Francesca, a disgruntled nineteen-year-old lesbian, tries desperately to pull together the pieces of her scattered life. This hilarioius, heartfelt novel opens with Francesca newly arrived in San Francisco. She has fled her hometown, where she rented her childhood room from the new family who moved in when her parents moved out. The new tenants happened to be her childhood babysitter and her alcoholic husband. But Francesca's move to San Francisco is no mere coincidence. A lonely virgin searching for her sexual identity and obsessed with her philosophy teacher, Francesca has followed her professor, Irene, to California, where Irene has relocated to live with her young male lover and former student. Once in San Francisco, Francesca is forced to work at the local pancake house. Much to her dismay, she has to wear a ridiculous Heidi of the Alps uniform — which is almost as humiliating as serving the array of speed freaks and other graveyard shift misfits. Suicidal and euphoric, Francesca seeks solace in anything and anyone who might distract her from her unrequited love for Irene. More than a coming of age story, The IHOP Papers is a comic portrait of survival and self-discovery on the IHOP late shift.

 

Reviews:
The IHOP Papers is…an amusing but bittersweet tale about sexual awakenings, addiction and recovery; attempts at communcal living with a narcissist; what it’s like growing up gay; how one lives one inch from the gutter but remains hopeful. The strength of The IHOP Papers lies in the beautiful but heartbreaking humor of Liebegott’s heroine.

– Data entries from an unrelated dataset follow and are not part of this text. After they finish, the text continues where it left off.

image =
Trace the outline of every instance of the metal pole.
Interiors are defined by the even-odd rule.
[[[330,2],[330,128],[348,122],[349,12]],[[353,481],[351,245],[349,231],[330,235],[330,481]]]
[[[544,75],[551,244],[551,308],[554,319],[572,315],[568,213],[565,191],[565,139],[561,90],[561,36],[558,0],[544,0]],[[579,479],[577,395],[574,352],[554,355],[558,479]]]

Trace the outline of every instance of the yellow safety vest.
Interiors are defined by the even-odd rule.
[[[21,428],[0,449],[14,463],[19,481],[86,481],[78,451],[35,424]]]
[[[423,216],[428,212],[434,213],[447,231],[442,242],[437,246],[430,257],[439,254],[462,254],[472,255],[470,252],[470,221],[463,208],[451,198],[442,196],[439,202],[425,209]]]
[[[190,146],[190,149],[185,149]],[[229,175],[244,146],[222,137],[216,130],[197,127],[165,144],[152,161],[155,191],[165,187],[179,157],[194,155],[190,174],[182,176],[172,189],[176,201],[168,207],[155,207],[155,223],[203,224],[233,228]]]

Francesca’s dark side is so amazingly optimistic…Her sexual journey is described graphically but with tender truth…”
San Diego Union Tribune

 

“…filled with impressively realized vignettes about Francesca’s customers, her parents and her lovers.  Part of Francesca’s personality (and part of the story’s considerable force) is her fine ear for the tenor and cadences of other people’s speech…. Tender writing about a raw life."
Kirkus Reviews


“Liebegott’s debut novel is a coming-of-age coming-out in the tradition of Rita Mae Brown’s Rubyfruit Jungle, but here, the portrait of an artist as punk waitress is more a celebration of sexuality than humanity….  The Lambda Literary Award-winning Liebegott (for her book-length poem The Beautifully Worthless) offers strikingly lyrical moments in an otherwise frank narrative of a writer teetering between adolescence and adulthood.”